Question

Is it possible to have a mitochondrial genome of size 30-40kbp in insects?

0

Entering edit mode

4 months ago

Meeran ▴ 10

Hi all,

I am working on assembling the mitochondrial genome of my insect parasitoid, Microctonus aethiopoides. There is a reference mitochondrial genome of Microctonus brassicae available in NCBI (accession number: OU953852) with a size of 40kbp. Using this as a reference, I assembled the Nanopore long-read data with Flye in meta mode and obtained a contig of 31kbp with coverage >600x, and the assembly is circular according to the Flye info file. (Note : Used this method because non of the mito genome assembly tools (Novoplasty, Mitofinder, Mitoz, mitoflow) could produce a circular contig)

For additional confirmation, I blasted this contig against the nucleotide database (ntdb) and got max hits for mitochondrial genomes, confirming that it is indeed the mitochondrial genome.

Here are my questions:

Is it common for insect mitochondrial genomes to be as large as 30-40kbp? I was initially shocked to see the reference in NCBI with 40kbp, as I understood that mitochondrial genomes typically range from 15-25kbp.

Could the large size be due to many repeat regions? When visualizing the mapped regions in IGV, I noticed many reads with low mapping quality, which might indicate repeat regions. How should I deal with these repeats?

Annotation issues: After annotating this assembled genome, it annotated mitochondrial genes but also many OH (origin of replication) regions. Is this normal, and how should I address this in my analysis?
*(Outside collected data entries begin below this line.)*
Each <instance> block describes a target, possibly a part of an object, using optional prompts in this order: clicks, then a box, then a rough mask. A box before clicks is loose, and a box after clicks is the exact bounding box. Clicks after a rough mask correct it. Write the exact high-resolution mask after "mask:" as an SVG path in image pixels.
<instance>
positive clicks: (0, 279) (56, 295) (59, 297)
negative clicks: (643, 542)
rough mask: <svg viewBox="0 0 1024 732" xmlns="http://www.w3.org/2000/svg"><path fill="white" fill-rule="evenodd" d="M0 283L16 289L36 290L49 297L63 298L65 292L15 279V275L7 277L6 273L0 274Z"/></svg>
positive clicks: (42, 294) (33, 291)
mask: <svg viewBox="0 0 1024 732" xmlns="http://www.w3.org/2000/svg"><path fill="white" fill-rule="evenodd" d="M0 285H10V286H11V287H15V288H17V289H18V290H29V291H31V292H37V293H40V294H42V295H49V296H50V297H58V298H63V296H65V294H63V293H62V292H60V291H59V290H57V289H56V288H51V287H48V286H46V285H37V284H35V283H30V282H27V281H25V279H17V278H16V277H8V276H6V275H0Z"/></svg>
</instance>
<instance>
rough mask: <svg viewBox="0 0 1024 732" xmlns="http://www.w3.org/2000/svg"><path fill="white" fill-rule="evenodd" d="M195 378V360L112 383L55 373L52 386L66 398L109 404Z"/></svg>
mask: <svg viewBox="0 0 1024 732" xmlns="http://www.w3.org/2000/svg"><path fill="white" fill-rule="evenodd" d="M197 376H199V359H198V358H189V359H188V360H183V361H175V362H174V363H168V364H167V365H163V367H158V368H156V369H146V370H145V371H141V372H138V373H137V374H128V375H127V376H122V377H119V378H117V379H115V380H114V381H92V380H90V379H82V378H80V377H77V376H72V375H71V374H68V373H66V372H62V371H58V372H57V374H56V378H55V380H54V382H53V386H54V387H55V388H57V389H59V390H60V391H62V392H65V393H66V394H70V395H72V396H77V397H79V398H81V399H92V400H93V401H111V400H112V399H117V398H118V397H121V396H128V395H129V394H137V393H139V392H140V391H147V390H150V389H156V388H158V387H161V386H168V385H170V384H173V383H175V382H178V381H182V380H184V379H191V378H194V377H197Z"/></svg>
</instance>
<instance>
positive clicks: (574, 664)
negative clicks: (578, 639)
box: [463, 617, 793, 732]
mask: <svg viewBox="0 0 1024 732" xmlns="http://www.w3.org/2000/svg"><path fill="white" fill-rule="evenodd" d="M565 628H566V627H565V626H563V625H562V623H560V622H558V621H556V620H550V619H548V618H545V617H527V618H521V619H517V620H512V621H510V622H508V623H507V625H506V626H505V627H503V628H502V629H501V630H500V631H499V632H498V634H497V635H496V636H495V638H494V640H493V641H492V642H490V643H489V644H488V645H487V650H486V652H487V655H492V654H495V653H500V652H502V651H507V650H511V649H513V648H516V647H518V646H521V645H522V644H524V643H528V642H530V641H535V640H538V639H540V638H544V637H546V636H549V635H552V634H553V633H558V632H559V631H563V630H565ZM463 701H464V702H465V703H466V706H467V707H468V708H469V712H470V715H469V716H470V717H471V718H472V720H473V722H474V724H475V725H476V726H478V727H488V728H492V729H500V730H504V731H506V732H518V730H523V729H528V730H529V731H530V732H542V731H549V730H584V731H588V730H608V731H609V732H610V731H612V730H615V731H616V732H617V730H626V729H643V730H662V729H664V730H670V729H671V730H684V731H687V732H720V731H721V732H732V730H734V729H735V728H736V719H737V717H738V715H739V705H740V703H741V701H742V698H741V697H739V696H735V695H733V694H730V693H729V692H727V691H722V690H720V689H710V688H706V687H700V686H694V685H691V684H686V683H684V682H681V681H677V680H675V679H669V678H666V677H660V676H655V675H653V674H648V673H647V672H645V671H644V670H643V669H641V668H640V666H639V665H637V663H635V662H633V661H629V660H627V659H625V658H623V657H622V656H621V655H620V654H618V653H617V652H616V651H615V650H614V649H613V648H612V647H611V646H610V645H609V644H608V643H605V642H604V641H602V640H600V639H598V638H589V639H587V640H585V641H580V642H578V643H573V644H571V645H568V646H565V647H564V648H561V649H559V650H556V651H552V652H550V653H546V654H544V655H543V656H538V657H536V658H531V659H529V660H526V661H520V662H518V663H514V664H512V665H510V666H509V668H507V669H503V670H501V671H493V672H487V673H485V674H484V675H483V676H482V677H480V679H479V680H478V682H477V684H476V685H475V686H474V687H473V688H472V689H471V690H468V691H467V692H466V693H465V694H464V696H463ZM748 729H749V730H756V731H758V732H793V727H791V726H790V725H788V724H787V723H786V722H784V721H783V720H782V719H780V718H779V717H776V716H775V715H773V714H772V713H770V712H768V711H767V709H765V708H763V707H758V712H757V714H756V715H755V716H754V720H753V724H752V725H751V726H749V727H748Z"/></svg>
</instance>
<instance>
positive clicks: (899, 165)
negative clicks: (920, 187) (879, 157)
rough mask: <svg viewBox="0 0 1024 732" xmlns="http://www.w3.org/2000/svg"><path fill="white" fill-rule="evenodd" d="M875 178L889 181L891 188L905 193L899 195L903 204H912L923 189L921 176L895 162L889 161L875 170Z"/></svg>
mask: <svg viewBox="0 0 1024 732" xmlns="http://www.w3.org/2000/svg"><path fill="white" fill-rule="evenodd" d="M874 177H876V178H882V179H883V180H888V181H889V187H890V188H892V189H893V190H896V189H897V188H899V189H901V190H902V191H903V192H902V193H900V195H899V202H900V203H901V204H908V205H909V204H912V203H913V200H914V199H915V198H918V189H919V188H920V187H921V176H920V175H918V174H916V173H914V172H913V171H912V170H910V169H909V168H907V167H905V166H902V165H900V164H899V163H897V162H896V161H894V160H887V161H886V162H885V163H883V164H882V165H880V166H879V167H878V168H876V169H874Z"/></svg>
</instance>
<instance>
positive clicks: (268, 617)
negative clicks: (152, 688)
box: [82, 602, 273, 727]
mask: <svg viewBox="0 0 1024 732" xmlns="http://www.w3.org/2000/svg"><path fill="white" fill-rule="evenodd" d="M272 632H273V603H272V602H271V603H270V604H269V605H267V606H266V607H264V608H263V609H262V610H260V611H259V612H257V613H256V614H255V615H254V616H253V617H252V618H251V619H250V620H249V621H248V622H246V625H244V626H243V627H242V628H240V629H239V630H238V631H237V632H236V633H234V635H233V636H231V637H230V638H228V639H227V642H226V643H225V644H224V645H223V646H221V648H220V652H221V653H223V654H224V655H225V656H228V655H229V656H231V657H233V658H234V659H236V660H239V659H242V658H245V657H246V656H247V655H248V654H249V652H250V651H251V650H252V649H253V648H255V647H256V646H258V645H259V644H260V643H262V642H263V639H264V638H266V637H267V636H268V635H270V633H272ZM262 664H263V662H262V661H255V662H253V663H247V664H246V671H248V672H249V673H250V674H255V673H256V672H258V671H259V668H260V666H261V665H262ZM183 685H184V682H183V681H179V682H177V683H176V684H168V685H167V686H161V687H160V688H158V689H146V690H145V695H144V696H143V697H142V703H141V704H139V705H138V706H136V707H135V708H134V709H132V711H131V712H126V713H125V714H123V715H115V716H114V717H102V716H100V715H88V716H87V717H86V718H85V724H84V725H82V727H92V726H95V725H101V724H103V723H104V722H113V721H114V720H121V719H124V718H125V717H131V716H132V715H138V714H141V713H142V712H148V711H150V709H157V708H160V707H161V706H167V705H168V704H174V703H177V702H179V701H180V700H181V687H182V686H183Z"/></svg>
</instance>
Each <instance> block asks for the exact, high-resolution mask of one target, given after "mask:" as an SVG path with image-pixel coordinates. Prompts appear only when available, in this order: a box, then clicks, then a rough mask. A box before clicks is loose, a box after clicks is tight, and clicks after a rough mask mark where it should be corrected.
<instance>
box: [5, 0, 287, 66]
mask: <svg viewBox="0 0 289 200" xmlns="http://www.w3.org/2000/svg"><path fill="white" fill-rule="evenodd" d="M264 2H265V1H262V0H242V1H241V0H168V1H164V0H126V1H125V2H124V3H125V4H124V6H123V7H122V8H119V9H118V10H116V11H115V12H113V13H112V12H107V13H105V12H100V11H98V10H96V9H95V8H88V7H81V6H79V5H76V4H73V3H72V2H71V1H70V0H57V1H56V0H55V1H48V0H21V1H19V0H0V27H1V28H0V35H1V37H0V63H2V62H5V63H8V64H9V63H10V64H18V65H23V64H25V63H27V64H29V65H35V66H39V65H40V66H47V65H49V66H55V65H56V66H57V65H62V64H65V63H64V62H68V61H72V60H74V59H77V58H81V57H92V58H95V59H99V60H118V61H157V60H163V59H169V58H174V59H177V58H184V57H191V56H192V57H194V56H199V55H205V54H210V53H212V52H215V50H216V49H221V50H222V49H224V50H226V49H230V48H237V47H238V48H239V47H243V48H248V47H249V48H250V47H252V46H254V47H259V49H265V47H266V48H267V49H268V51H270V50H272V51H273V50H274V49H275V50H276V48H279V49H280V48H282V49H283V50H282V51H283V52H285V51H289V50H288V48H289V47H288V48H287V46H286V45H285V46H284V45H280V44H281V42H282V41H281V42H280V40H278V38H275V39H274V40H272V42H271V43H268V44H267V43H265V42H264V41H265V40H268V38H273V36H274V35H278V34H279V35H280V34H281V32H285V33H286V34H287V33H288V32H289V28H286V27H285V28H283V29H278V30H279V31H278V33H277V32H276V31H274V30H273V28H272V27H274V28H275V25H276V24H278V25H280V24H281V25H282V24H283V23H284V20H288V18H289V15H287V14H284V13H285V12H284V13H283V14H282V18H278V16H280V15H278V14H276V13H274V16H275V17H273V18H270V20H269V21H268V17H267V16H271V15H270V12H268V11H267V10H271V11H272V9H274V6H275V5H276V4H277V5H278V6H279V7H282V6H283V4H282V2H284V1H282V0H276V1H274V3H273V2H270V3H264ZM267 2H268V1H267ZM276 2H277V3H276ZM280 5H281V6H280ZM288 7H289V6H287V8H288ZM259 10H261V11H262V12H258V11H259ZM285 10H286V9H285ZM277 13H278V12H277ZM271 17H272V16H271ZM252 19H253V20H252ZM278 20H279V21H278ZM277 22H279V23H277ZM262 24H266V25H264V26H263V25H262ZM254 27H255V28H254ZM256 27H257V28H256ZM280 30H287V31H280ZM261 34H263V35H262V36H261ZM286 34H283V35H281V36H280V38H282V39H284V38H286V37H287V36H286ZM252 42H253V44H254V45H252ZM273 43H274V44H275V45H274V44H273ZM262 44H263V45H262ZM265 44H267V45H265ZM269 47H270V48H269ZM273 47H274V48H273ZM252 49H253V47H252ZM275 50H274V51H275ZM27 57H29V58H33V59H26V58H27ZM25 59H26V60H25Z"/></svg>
Any suggestions or insights would be greatly appreciated!

mitochondria genome assembly • 470 views

ADD COMMENT • link 4 months ago by Meeran ▴ 10

score 1 · Answer 1 · 2024-07-18

I've never dealt with insects or their parasites. But in fungi, mito sizes vary wildly. They're an organelle. As such, key genes can be in the mito, or on the main genome, or both. The key question in terms of whether it was assembled correctly is not "Should gene X be here, based on common knowledge?" but rather "Does the assembler indicate this contig is circular, according to the data? And is the coverage similar across the contig?". There are papers indicating that mito genomes can be in the megabases in some clades. I'm not sure whether that's true, but I wouldn't worry about a mitochondrial genome being 15kb vs 40kb if the assembler indicates strong support for circularity from long reads. Some of the genes can move back and forth from the mito to the main genome. Hmm, you might check whether the unexpected extra size is from genes not present in the main genome, but are present in the main genomes (and not mitos) in related organisms with smaller mitochondrial genomes.

Mito genomes have pressure to be small. It seems unlikely to me that small mito genomes would have lot of repeats. And particularly super-long repeats too long for PacBio/Nanopore reads to span; I've never seen that.